Bug #52884
osd: optimize pg peering latency when add new osd that need backfill
0%
Description
Reproduce:
(1) ceph cluster not running any client IO
(2) only ceph osd in osd.14 operation ( add new osd to cluster)
Reason:
(1) There is no data on the new OSD, it is empty OSD;
(2) The new OSD requires a full copy from primary OSD;
(3) If primary OSD's PGlog entries count < osd_min_pg_log_entries(3000), /// this is the case important point
The primary OSD thinks the new OSD can recovery by PGlog
(4) primary OSD send PGlog to new OSD,
(5) new OSD receive PGlog, it has two ways to handle these PGlog:
/// one way is backfill, directly claim pglog
/// one way is recovery, loop pglog to merge
(6) The recovery way(loop pglog to merge ) average handle latency is 109ms
The backfill way(directly claim pglog) average handle latency is 14ms
(7) So we should use backfill instead of recovery for add new OSD
Signed-off-by: Jianwei Zhang jianwei1216@qq.com
History
#1 Updated by jianwei zhang over 2 years ago
#2 Updated by Neha Ojha over 2 years ago
- Status changed from New to Fix Under Review
#3 Updated by Loïc Dachary over 2 years ago
- Target version deleted (
v15.2.15)
#4 Updated by jianwei zhang almost 2 years ago
https://github.com/ceph/ceph/pull/46281
add codes for master branch
#5 Updated by jianwei zhang almost 2 years ago
osd: optimize pg peering latency when add new osd that need backfill
set last_backfill to MIN when creating pg
This happens when the newly created(caused by adding or deleting osd)

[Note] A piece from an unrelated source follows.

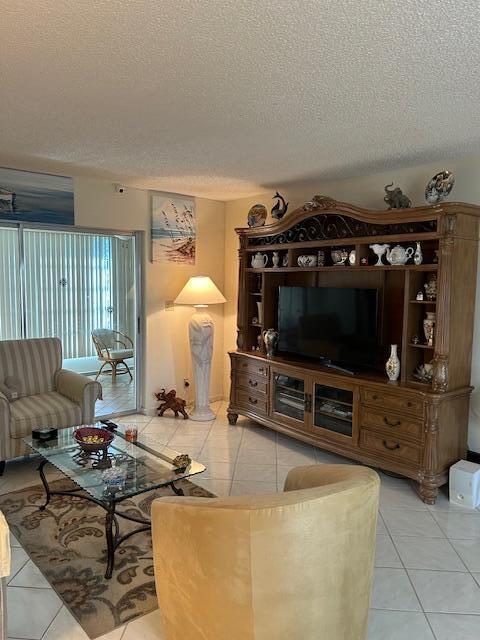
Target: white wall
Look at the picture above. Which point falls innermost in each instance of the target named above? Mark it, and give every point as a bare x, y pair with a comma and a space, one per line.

pg has its pglog (head, tail) that is empty pglog(0,0),
but it still continuous with the authoritative log(0, 3000),
In this case, we use backfill instead of recovery.
If the authoritative log (6000,9000), that is, tail > 3000,
then the newly created pg (0,0) will naturally go directly to the backfill path,
because there is no intersection between the two.

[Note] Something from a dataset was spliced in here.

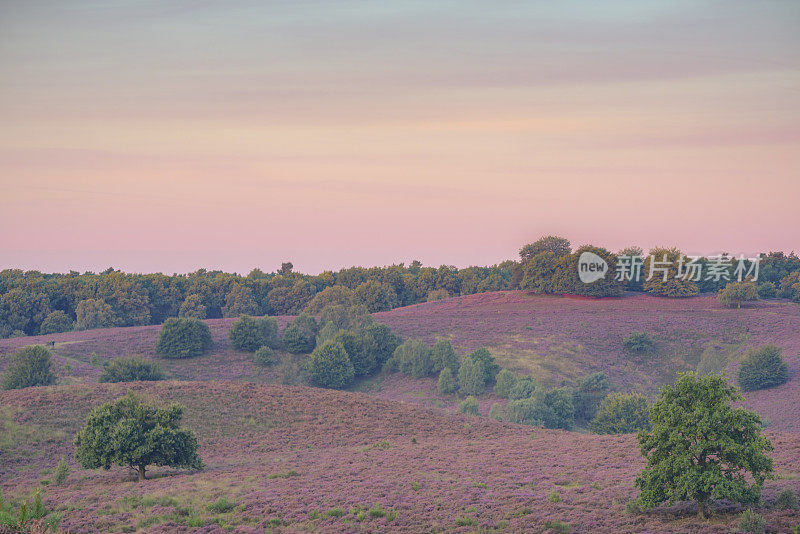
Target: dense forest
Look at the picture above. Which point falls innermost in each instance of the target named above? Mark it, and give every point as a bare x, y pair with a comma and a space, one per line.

If the osd is offline for a short time,
the pg on it will still be continuous with the authoritative log.
In this case, the recovery path will still be taken, not backfill.
There are 2 benefits
1. Backfill has lower latency than recovery in processing pglog during peering
2. When choose_acting, the backfill osd will not be considered,
when osd is continuously added/deleted, the number of acting changes can be reduced.
Fix : https://tracker.ceph.com/issues/52884
Signed-off-by: Jianwei Zhang <jianwei1216@qq.com>
#6 Updated by Radoslaw Zarzynski almost 2 years ago
- Pull request ID changed from 43482 to 46281